Northern Lakes Community Mental Health Authority (NLCMHA), Munson Healthcare, and a group of community partners from across Grand Traverse County filed a proposal with the county commission this week requesting American Rescue Plan Act (ARPA) federal funding for the development of the Grand Traverse Center for Mental Wellness.

“Each day, members of our northern Michigan community struggle to find and access needed mental health services, leading them to seek care in our emergency departments or go without care which quickly escalates to a crisis,” said Munson Healthcare Chief Operating Officer Laura Glenn. “This funding proposal marks a significant next step toward expanding much-needed mental and behavioral health services for children, youth and adults in our region.”
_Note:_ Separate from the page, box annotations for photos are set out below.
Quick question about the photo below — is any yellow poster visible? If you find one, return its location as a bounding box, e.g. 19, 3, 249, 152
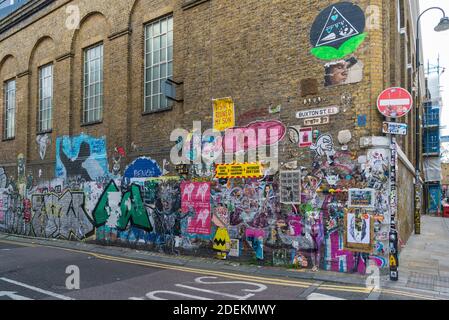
215, 163, 263, 179
213, 98, 235, 131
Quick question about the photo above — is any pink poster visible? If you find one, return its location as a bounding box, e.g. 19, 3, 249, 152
0, 198, 6, 223
181, 182, 211, 235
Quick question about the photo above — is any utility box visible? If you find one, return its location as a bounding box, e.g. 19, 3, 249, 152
443, 206, 449, 218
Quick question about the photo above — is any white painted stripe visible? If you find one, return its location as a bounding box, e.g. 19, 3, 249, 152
380, 99, 411, 107
0, 278, 75, 300
307, 293, 346, 300
176, 284, 254, 300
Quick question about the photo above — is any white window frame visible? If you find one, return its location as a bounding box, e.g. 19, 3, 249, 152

Since last fall, representatives from NLCMHA, Munson Healthcare, Northern Michigan Regional Entity, Northwest Michigan Community Health Innovation Region (CHIR), Grand Traverse County, and United Way of Northwest Michigan have been at work on the next phase of a plan to bring mental health, substance abuse disorder and crisis services to one location in Traverse City. 

The community partners highlighted an uptick in suicidal and mental health-related emergency room visits or 911 calls since Covid. In 2021 alone, more than 950 people were treated at Munson Medical Center’s Emergency Department in Traverse City for a suicidal-related diagnosis. Grand Traverse 911 took more than 800 suicidal or mental health-related calls and the Grand Traverse County Sheriff took nearly 500 separate calls that same year. The demand has continued as local communities emerged from the pandemic. 

The group requested $5 million in funding from ARPA funds. These funds would go towards the project’s first phase and will bring existing access and crisis services under one roof, 24-hours-a-day, seven days a week, providing a coordinated, systemic response for children, youth, and adults regardless of insurance or ability to pay. Services would be added or expanded in additional phases as the center is developed, staff are hired, and resources are secured.

  • In Phase Two, nursing and psychiatric assessments will be added; and
  • Phase Three would incorporate a Crisis Residential Unit (CRU) and/or Crisis Stabilization Unit (CSU) beds for youth and adults.

“We are grateful for the community’s engagement in addressing this complex problem and the Grand Traverse County Commission’s consideration regarding use of the federal funds,” said Brian Martinus, NLCMHA Interim CEO. “With a vision, strong local partnerships and community momentum, we are positioned to increase access to quality mental health services in northern Michigan – another important piece to the puzzle we’re trying to solve to get people the support they need.”

If funds are approved, the goal is to launch Phase One services by the end of 2024. Site selection is in development now. 

“This is a true testament to Northern Michigan community members and partners coming together to make good things happen for our neighbors,” said Seth Johnson, Co-Chair of the Community Advisory Group and CEO/President of United Way of Northwest Michigan. “The community will benefit from this mental wellness center in more ways than one.”